The 30 minutes before church can be the most ungodly half-hour of the week. You scream at the kids because you’re running late. You tear out of the kitchen with the stove still on. You fight in the car about who left it on. You swear at the taxi while you cut him off. You screech into the church gate on two wheels. You steal a parking bay from an old lady you “didn’t see”. You get out of the car smiling through clenched teeth, King James under the arm, positively glowing with family holiness.

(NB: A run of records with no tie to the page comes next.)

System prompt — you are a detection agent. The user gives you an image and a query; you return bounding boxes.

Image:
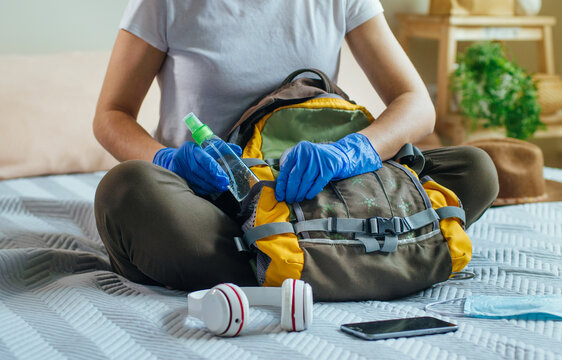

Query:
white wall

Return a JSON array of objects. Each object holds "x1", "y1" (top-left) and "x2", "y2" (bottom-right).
[
  {"x1": 0, "y1": 0, "x2": 562, "y2": 113},
  {"x1": 0, "y1": 0, "x2": 127, "y2": 54}
]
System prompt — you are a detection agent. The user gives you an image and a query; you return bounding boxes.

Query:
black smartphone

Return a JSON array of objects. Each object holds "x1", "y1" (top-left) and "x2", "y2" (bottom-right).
[{"x1": 341, "y1": 316, "x2": 458, "y2": 340}]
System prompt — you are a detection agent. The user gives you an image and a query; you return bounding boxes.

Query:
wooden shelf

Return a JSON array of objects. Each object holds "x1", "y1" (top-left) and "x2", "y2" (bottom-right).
[{"x1": 397, "y1": 14, "x2": 562, "y2": 144}]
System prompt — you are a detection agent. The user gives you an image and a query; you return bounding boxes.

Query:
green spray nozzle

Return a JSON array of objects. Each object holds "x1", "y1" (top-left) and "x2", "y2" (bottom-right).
[{"x1": 184, "y1": 113, "x2": 214, "y2": 145}]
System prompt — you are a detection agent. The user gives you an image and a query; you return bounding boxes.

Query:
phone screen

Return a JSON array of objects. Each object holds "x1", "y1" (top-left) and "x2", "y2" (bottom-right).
[{"x1": 341, "y1": 316, "x2": 457, "y2": 340}]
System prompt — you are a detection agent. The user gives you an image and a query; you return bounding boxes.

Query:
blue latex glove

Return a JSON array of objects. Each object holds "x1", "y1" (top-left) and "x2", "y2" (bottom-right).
[
  {"x1": 275, "y1": 133, "x2": 382, "y2": 204},
  {"x1": 152, "y1": 141, "x2": 242, "y2": 195}
]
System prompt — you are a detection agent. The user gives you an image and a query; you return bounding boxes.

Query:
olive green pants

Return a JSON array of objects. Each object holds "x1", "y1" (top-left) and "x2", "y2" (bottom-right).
[{"x1": 95, "y1": 146, "x2": 498, "y2": 291}]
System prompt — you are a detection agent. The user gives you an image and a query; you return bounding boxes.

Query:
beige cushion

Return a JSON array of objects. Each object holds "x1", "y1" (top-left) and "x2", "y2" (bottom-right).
[{"x1": 0, "y1": 52, "x2": 159, "y2": 179}]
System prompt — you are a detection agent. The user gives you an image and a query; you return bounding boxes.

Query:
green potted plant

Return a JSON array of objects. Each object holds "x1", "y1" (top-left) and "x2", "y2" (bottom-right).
[{"x1": 450, "y1": 42, "x2": 544, "y2": 140}]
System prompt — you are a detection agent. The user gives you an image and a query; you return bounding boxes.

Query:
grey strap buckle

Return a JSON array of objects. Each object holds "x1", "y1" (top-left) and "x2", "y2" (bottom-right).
[
  {"x1": 366, "y1": 216, "x2": 408, "y2": 235},
  {"x1": 234, "y1": 236, "x2": 250, "y2": 252}
]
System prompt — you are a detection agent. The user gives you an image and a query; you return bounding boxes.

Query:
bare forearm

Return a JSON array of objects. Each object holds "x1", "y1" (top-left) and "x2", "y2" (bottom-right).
[
  {"x1": 94, "y1": 110, "x2": 164, "y2": 161},
  {"x1": 360, "y1": 92, "x2": 435, "y2": 161}
]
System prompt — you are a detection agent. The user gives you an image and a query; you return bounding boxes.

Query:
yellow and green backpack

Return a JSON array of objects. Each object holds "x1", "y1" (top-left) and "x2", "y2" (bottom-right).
[{"x1": 229, "y1": 69, "x2": 472, "y2": 301}]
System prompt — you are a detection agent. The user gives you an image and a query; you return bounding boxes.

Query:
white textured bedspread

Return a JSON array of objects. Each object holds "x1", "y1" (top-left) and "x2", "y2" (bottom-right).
[{"x1": 0, "y1": 169, "x2": 562, "y2": 360}]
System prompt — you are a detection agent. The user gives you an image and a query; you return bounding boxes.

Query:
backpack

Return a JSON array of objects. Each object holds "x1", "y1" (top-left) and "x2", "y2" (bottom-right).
[{"x1": 229, "y1": 69, "x2": 472, "y2": 301}]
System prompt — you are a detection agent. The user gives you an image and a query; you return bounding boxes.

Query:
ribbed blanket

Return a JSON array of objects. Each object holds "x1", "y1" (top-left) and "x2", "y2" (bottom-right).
[{"x1": 0, "y1": 169, "x2": 562, "y2": 360}]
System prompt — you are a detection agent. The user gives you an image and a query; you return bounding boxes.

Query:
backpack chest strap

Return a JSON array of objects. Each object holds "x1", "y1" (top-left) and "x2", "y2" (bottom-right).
[{"x1": 235, "y1": 206, "x2": 465, "y2": 252}]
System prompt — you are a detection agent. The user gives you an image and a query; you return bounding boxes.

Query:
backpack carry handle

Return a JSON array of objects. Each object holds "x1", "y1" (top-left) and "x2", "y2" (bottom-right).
[{"x1": 281, "y1": 69, "x2": 334, "y2": 93}]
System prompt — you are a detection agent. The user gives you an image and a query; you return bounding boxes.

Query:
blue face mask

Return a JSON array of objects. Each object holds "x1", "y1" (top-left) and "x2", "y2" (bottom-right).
[{"x1": 425, "y1": 295, "x2": 562, "y2": 320}]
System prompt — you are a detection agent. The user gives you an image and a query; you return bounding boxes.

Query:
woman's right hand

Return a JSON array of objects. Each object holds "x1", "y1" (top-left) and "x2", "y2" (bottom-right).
[{"x1": 152, "y1": 141, "x2": 242, "y2": 195}]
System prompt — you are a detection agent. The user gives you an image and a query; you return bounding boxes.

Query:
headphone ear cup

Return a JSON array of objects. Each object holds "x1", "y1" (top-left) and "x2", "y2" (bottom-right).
[
  {"x1": 281, "y1": 279, "x2": 313, "y2": 331},
  {"x1": 201, "y1": 283, "x2": 249, "y2": 336}
]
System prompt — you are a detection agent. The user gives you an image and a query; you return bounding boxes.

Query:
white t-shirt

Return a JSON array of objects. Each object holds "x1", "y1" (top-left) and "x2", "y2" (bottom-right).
[{"x1": 120, "y1": 0, "x2": 383, "y2": 147}]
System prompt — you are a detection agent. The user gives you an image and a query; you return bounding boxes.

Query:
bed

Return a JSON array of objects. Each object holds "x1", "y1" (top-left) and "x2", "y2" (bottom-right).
[{"x1": 0, "y1": 168, "x2": 562, "y2": 359}]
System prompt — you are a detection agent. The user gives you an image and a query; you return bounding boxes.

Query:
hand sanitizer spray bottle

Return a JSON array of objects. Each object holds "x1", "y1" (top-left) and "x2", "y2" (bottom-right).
[{"x1": 185, "y1": 113, "x2": 260, "y2": 202}]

After the service you blister your throat to down your tea, and wheel spin to get out and get on to lunch at the mall. Sound familiar? Last Sunday, perhaps? Why is it so? Part of the answer is that for many of us church is not a way of life. It’s a two hour chore we jam in on a free Sunday when we can’t bear the guilt any longer. How do we break that cycle? How do we make church a way of life? Here are a few tips that will hopefully help to make a start.

1. Go to church.

Sorry to say it plainly, but if you want to make church a way of life, you need to go. You need to go regularly. Not only when there’s nothing else on. Not only when there isn’t a dance recital, a kids party, a mountain bike race, a training run, an extended lie-in, or emails to catch up on. As a rule of thumb (and not a formula for salvation) if you are not making three out of four Sundays, you are not regular. Church should be the rule, everything else the very rare exception. But that’s just re-stating the problem. We need get to the solution.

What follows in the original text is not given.